Our primary goal for this modification is to separate the rectum from the urinary tract without causing any surgical injury. To achieve this, we utilized the retrovesical space, which is relatively spacious for safe dissection and separation. Pulling the entire circumference of the rectum up creates a distinct boundary between the rectum and the urethra. There are several benefits to this modification. First, it eliminates the need for multiple stay sutures in the rectourethral common wall. Second, it allows the surgeon to see the urinary tract before removing the fistula, which helps them anticipate any risks associated with submucosal dissection. This ultimately reduces the likelihood of injuries. Last, the line of demarcation helps prevent the formation of the posterior urethral diverticulum (PUD).

In a study by Hong and colleagues, a significant number of urologic injuries were associated with PSARP in boys.5 The study reported that 3.3% of their patients had suffered from urologic injuries, while 32% of patients referred to them after PSARP had also experienced urological injuries. Major injuries were persistent or recurrent RUF, urethral injury, PUD, and bladder injury. They suspected urethral injuries were due to excess traction on the urethra during the dissection of the rectum. RUF risk factors were not performing a preoperative high-pressure distal loopogram and not placing a urinary catheter before perineal reconstruction. These factors make fistula identification difficult, increasing the risk of rectal or urethral injury and postoperative RUF. PUD occurs mainly in boys with higher fistulas who require an additional abdominal approach, where a portion of the rectum remains attached to the fistula.5 None of our patients developed such complications.

Fujiwara and colleagues10 say lower urinary tract complications are typically linked to certain procedures. Specifically, laparoscopy-assisted anorectoplasty is often connected to PUD, while urinary injuries tend to be associated with PSARP. To avoid urethral injuries, they stressed the importance of visualizing the posterior wall of the urethra.10 In all patients in this series, we conducted PSARP. Our technique involved mobilizing the rectum first, moving it upwards, and separating it from the retrovesical space. This maneuver allowed us to obtain a better view of the posterior wall of the urethra.

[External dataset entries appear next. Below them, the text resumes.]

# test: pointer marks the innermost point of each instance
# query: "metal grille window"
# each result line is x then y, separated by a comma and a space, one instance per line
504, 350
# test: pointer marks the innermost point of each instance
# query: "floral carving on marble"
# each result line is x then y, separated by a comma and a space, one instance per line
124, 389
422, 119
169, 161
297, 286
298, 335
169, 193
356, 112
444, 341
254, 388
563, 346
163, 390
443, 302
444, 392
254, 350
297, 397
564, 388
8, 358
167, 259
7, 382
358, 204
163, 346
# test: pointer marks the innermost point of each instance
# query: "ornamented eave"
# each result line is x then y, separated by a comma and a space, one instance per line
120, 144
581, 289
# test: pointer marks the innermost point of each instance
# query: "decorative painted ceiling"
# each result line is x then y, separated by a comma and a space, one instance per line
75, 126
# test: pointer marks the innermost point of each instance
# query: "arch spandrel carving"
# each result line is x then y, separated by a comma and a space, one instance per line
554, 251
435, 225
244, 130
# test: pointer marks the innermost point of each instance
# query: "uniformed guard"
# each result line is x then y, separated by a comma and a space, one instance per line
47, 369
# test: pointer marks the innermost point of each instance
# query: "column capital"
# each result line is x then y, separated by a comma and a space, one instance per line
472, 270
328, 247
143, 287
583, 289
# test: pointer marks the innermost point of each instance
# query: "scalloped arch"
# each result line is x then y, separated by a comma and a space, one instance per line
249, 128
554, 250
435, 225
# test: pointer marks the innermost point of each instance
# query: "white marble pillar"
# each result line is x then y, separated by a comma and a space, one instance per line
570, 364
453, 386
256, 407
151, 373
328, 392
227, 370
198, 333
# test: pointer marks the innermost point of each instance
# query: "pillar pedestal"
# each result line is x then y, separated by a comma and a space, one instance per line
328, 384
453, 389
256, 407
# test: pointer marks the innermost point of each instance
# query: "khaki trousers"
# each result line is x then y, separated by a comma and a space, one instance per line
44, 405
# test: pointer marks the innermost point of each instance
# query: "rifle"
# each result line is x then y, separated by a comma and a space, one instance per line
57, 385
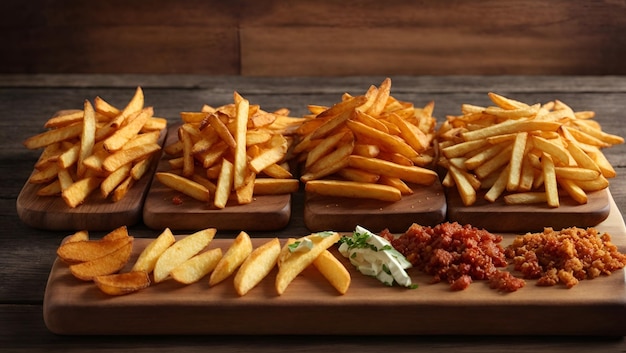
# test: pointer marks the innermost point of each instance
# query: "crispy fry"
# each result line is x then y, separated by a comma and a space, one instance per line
181, 251
257, 266
296, 262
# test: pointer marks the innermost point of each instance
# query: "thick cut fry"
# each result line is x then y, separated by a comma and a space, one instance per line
339, 115
105, 265
181, 251
417, 175
386, 141
271, 186
362, 176
256, 266
354, 189
549, 181
322, 149
296, 262
80, 235
270, 156
150, 254
64, 118
194, 269
517, 159
184, 185
222, 130
88, 137
55, 135
526, 198
465, 188
122, 157
121, 136
224, 184
334, 271
241, 124
510, 126
114, 179
122, 189
236, 254
122, 283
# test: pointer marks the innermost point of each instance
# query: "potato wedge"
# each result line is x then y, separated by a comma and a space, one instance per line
197, 267
87, 250
334, 271
105, 265
148, 257
257, 266
122, 283
180, 252
296, 262
236, 254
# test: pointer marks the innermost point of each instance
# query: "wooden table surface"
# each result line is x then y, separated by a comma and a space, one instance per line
27, 254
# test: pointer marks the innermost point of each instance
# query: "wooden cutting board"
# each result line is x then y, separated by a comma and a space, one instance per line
499, 217
426, 206
96, 213
310, 306
266, 212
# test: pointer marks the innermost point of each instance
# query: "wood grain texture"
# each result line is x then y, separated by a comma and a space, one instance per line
312, 38
592, 307
264, 213
427, 206
27, 254
95, 214
500, 217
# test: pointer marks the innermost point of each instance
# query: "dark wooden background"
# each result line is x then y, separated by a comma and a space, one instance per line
314, 38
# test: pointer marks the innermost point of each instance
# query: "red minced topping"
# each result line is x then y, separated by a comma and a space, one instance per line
456, 254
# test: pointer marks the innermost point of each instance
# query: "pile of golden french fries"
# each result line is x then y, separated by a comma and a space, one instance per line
189, 259
367, 146
99, 146
234, 151
528, 153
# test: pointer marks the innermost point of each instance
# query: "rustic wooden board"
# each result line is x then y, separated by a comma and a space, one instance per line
427, 206
311, 306
96, 213
499, 217
266, 212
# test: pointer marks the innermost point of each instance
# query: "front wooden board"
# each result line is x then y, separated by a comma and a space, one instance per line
499, 217
266, 212
96, 213
426, 206
310, 306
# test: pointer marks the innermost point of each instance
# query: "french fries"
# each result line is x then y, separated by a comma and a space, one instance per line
295, 262
232, 149
99, 146
181, 251
370, 143
525, 153
188, 260
122, 283
256, 266
232, 259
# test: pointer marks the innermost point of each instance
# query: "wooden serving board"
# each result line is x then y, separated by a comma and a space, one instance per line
499, 217
426, 206
310, 306
96, 213
266, 212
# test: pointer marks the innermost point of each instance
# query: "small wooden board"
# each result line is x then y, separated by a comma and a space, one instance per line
96, 213
310, 306
499, 217
266, 212
426, 206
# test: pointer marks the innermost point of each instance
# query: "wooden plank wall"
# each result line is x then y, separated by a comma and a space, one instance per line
314, 37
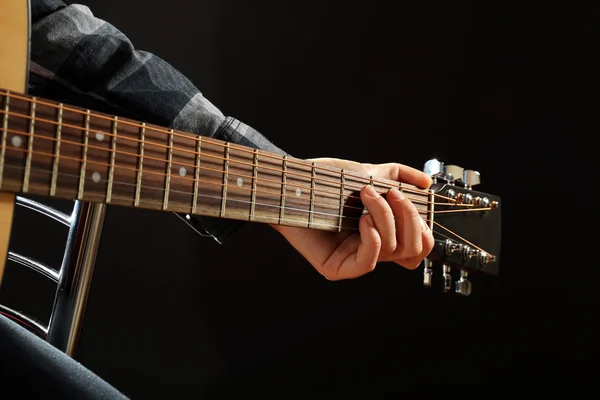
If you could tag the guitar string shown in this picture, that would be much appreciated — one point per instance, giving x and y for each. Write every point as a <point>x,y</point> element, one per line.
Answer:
<point>158,203</point>
<point>336,216</point>
<point>335,196</point>
<point>189,137</point>
<point>162,174</point>
<point>147,142</point>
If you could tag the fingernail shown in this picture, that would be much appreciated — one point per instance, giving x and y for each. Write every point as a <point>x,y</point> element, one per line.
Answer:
<point>371,192</point>
<point>395,194</point>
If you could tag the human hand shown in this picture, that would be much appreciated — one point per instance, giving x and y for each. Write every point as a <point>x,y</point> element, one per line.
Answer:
<point>392,231</point>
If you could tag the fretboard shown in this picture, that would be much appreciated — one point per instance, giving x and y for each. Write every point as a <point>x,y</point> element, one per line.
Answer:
<point>63,151</point>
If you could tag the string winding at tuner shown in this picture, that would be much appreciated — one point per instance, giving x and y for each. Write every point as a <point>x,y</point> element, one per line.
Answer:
<point>70,152</point>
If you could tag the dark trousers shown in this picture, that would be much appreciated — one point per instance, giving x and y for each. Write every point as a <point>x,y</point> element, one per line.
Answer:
<point>30,368</point>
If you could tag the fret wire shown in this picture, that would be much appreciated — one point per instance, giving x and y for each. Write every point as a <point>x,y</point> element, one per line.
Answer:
<point>113,154</point>
<point>341,200</point>
<point>29,155</point>
<point>196,175</point>
<point>169,166</point>
<point>8,94</point>
<point>58,135</point>
<point>138,186</point>
<point>84,157</point>
<point>4,134</point>
<point>214,197</point>
<point>225,178</point>
<point>313,175</point>
<point>424,195</point>
<point>283,186</point>
<point>254,179</point>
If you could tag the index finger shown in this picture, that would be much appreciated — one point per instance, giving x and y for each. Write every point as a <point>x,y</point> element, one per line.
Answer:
<point>404,173</point>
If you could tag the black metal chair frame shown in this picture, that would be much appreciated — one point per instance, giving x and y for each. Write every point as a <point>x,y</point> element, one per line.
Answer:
<point>73,279</point>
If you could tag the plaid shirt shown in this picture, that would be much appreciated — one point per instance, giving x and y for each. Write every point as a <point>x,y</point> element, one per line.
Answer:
<point>80,59</point>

According to Pandey et al and Jadhav et al, not closing the RUF can decrease the chance of urinary complications as long as the rectum is fully separated from the urethra.11 12 Our modified technique guarantees the full separation of these two tracts and minimizes the risk of any urethral complications.

The patients in our series underwent surgery at a later age than recommended due to delayed arrival, potentially related to their socioeconomic status. Parents had to manage time and money for the procedure. One major drawback of this study is that the follow-up period was relatively short. While most urinary complications resulting from PSARP are detectable immediately, there have been reports of PUD in teenagers and adults.13

In conclusion, while technological advancements have occurred, urological injuries in boys are still common during PSARP procedures. However, we firmly believe that urethral injuries can be completely prevented. This requires thorough preoperative preparation and precise visualization of the anatomy during the procedure. Our recommended technique of proximal separation of the urinary tract from the rectum followed by fistula resection can assist pediatric surgeons, particularly those new to the field, in performing PSARP on boys with greater confidence.